7.5
Grasopvangmand leeg maken
Afb. C.
Als het vulniveauvenster (17) sluit, is de
grasopvangmand (6) vol.
Controleer regelmatig het vulstandvenster en de
grasopvangmand (6) tijdig leeg maken.
1. Gereedschap stoppen.
2. Veiligheidssleutel (20) verwijderen.
3. Accupacks (21) verwijderen.
4. Uitworpklep aan de achterkant (7) naar boven
klappen en vasthouden.
5. Grasopvangmand (6) aan zijn greep vasthouden
en de haken los haken.
6. Uitworpklep aan de achterkant (7) sluiten.

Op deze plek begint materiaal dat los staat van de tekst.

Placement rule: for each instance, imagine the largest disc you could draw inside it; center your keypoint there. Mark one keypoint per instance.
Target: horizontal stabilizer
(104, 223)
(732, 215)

7. Grasopvangmand (6) leeg maken.
8. Reinigen, opbergen
WAARSCHUWING! Veiligheidssleutel (20)
verwijderen en de accupacks (21)
verwijderen. Ongewenst starten kan ernstig letsel
veroorzaken. Het mes moet stil staan.
WAARSCHUWING! onvoldoende onderhoud,
het gebruik van ongeschikte
reserveonderdelen of het verwijderen of
veranderen van veiligheidscomponenten kan ernsti
gevaar en letsel tot gevolg hebben.
8.1
Reinigen
• De bodem van het maaimechanisme na elk
gebruik reinigen: verwijder grasresten, bladeren,
verontreinigingen en andere afzettingen.
8.2
Opbergen
• De machine voor het opbergen laten afkoelen en
reinigen.
• Controleer dat de machine geen losse of
beschadigde onderdelen bezit.
Indien noodzakelijk:
- Draai de schroeven vast.
- Laat de machine repareren.
• Machine op een droge plek bewaren.
• Zorg ervoor dat kinderen niet in de buurt van de
machine kunnen komen.
• Voor het ruimtebesparend opbergen kan de
greep (4) worden ingeklapt. Zie afb. G. voor het
inklappen van de hendel (13) de snelspanner
(14) openen en indien nodig de snelspanner (14)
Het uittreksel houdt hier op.